Cybercrime Bitcoin Revenue Estimations: Quantifying the Impact of Methodology and Coverage

Multiple works have leveraged the public Bitcoin ledger to estimate the revenue cybercriminals obtain from their victims. Estimations focusing on the same target often do not agree, due to the use of different methodologies, seed addresses, and time periods. These factors make it challenging to understand the impact of their methodological differences. Furthermore, they underestimate the revenue due to the (lack of) coverage on the target's payment addresses, but how large this impact remains unknown. In this work, we perform the first systematic analysis on the estimation of cybercrime bitcoin revenue. We implement a tool that can replicate the different estimation methodologies. Using our tool we can quantify, in a controlled setting, the impact of the different methodology steps.

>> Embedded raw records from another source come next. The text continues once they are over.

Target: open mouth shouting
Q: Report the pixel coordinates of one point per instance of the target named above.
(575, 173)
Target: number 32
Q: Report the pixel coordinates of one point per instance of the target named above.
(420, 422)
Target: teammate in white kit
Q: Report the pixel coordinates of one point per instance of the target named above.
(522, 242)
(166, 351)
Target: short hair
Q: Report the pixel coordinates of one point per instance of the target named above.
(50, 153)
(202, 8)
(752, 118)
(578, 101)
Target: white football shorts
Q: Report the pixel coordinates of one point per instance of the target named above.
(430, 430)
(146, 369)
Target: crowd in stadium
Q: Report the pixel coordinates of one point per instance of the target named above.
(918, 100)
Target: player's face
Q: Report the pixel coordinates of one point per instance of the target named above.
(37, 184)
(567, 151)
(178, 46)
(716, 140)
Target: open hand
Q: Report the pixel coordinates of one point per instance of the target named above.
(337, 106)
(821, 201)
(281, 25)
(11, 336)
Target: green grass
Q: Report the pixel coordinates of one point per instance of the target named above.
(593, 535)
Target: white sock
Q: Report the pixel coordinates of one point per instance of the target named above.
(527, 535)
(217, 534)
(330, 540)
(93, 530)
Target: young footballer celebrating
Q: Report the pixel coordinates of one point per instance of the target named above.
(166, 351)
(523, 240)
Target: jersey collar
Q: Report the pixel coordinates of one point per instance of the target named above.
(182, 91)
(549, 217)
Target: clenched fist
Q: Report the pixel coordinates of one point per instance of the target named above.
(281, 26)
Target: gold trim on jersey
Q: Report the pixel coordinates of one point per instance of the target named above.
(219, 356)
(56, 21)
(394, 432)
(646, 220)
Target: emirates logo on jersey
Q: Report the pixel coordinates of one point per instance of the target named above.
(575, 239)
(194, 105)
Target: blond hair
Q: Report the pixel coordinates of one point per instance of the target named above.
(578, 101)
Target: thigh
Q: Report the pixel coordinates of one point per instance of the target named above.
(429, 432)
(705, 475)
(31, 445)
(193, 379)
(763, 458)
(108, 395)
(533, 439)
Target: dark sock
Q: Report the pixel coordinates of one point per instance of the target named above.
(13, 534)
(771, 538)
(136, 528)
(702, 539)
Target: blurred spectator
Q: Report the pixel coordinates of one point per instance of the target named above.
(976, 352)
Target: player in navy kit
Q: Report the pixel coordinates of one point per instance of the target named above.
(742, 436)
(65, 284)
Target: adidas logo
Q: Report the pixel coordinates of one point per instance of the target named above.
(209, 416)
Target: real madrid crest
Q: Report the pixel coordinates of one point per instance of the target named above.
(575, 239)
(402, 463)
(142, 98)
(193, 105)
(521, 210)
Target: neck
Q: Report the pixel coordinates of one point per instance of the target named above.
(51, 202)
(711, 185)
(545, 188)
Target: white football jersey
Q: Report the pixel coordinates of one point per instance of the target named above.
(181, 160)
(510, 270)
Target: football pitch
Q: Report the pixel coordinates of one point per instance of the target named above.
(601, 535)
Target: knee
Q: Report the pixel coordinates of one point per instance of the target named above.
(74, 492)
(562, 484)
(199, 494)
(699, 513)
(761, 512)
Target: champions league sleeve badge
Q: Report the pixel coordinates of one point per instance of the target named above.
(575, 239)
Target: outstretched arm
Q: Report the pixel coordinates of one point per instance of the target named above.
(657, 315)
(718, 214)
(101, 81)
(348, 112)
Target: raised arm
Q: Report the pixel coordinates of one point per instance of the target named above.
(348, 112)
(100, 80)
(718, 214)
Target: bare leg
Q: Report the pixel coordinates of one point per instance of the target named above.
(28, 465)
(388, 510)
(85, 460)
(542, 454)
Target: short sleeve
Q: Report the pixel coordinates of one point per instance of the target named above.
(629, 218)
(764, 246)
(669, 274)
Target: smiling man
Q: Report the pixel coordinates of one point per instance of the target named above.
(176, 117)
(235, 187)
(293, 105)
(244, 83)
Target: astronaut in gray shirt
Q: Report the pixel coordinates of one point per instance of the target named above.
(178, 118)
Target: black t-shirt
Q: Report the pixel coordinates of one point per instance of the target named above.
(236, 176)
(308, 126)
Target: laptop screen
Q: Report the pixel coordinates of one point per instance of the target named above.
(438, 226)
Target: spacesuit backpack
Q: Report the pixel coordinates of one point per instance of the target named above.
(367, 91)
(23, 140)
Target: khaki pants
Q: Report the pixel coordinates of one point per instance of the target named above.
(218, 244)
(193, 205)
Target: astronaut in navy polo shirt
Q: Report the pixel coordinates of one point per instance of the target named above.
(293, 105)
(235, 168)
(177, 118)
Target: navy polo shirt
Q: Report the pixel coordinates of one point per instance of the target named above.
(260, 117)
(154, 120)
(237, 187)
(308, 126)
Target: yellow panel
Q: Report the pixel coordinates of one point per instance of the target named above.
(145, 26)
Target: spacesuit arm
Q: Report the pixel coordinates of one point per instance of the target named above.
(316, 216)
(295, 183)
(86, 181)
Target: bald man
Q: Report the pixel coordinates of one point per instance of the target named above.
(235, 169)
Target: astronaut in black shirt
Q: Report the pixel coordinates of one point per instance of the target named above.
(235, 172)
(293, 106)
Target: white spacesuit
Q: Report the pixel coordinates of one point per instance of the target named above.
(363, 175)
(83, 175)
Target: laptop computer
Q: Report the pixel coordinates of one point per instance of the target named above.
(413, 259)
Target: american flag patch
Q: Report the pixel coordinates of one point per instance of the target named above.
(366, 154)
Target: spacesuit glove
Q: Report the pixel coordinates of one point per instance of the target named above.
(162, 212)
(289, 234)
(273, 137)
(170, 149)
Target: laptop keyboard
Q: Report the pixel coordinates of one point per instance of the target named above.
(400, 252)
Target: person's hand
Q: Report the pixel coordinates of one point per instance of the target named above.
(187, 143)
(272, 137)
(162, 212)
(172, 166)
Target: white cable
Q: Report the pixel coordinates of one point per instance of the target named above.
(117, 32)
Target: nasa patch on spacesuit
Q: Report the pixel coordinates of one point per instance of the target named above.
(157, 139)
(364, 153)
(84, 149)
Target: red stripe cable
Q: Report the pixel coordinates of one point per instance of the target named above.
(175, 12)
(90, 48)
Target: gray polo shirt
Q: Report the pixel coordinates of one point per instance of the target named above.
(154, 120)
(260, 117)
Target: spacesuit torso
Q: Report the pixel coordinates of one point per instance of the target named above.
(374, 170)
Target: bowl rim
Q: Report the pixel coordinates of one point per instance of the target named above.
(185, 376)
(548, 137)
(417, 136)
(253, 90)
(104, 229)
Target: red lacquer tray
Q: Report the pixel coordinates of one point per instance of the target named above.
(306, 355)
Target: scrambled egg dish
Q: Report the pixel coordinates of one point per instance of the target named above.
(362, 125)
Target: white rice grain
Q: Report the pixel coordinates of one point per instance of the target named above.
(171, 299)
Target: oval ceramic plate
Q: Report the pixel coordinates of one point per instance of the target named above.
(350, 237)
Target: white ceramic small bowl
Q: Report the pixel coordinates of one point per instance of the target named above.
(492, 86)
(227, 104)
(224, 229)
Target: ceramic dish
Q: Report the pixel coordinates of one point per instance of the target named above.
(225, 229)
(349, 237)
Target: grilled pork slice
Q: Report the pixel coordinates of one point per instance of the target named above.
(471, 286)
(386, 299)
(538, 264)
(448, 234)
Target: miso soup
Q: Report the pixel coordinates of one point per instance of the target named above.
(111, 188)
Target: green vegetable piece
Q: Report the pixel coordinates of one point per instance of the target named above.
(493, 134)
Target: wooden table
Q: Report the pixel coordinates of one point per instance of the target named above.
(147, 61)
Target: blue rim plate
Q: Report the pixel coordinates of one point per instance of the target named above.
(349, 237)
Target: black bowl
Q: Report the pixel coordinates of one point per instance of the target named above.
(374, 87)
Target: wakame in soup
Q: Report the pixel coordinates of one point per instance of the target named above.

In contrast to what is widely believed, we show that the revenue is not always underestimated. There exist methodologies that can introduce huge overestimation. We collect 30,424 payment addresses and use them to compare the financial impact of 6 cybercrimes (ransomware, clippers, sextortion, Ponzi schemes, giveaway scams, exchange scams) and of 141 cybercriminal groups. We observe that the popular multi-input clustering fails to discover addresses for 40% of groups. We quantify, for the first time, the impact of the (lack of) coverage on the estimation. For this, we propose two techniques to achieve high coverage, possibly nearly complete, on the DeadBolt server ransomware. Our expanded coverage enables estimating DeadBolt's revenue at $2.47M, 39 times higher than the estimation using two popular Internet scan engines.

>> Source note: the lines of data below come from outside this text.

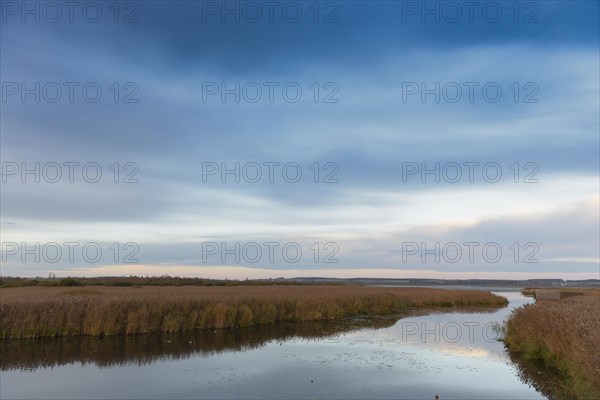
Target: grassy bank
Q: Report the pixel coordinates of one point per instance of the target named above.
(33, 312)
(563, 334)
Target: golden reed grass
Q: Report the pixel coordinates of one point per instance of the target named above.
(564, 334)
(33, 312)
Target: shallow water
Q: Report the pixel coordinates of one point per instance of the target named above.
(455, 355)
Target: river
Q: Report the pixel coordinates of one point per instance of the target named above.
(455, 355)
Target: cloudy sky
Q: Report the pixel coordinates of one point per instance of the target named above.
(254, 139)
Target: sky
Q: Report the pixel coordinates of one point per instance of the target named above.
(282, 139)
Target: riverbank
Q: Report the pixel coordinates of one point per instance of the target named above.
(35, 312)
(563, 334)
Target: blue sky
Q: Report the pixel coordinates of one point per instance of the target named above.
(362, 69)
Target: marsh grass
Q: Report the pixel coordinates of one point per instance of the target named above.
(563, 334)
(34, 312)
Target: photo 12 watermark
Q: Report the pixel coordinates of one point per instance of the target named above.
(69, 172)
(470, 252)
(470, 172)
(270, 172)
(69, 92)
(269, 252)
(472, 12)
(270, 92)
(469, 92)
(270, 12)
(70, 252)
(70, 12)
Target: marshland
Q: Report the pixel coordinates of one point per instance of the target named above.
(262, 339)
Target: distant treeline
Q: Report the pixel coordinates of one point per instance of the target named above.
(164, 280)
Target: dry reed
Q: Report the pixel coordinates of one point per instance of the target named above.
(33, 312)
(564, 334)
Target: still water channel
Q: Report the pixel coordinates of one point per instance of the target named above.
(455, 355)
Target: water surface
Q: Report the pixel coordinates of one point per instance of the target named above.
(453, 354)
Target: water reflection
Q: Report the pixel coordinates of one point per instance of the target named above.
(453, 353)
(29, 355)
(548, 381)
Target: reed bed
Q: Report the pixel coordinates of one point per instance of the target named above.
(563, 334)
(34, 312)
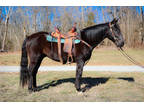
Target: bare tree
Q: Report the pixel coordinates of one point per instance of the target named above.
(8, 12)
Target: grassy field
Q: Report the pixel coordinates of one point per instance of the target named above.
(59, 86)
(100, 56)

翻译：多项研究借助公共比特币账本估算网络犯罪分子从受害者处获得的收益。针对同一目标的估算结果往往存在分歧，这是由于使用了不同的方法论、种子地址和时间段。这些因素使得理解方法论差异的影响变得颇具挑战。此外，由于对目标收款地址（缺乏）覆盖范围，研究者会低估收益，但这一影响程度尚不明确。本研究首次系统分析网络犯罪比特币收益的估算问题。我们开发了一个可复现不同估算方法学的工具，通过该工具能够在受控条件下量化不同方法论步骤的影响。与普遍认知相反，我们发现收益并非总是被低估——某些方法论可能导致严重高估。我们收集了30,424个收款地址，用于比较6种网络犯罪类型（勒索软件、剪贴板劫持器、色情勒索、庞氏骗局、虚假赠送骗局、交易所诈骗）及141个网络犯罪团伙的财务影响。研究发现，流行的多输入聚类方法未能发现40%团伙的地址。首次量化了（缺乏）覆盖范围对估算的影响。为此，我们提出两种技术以实现死锁服务器勒索软件的高覆盖（可能近乎完全覆盖）。扩展覆盖范围使我们能够估算其收益为247万美元，较使用两种主流互联网扫描引擎的估算值高出39倍。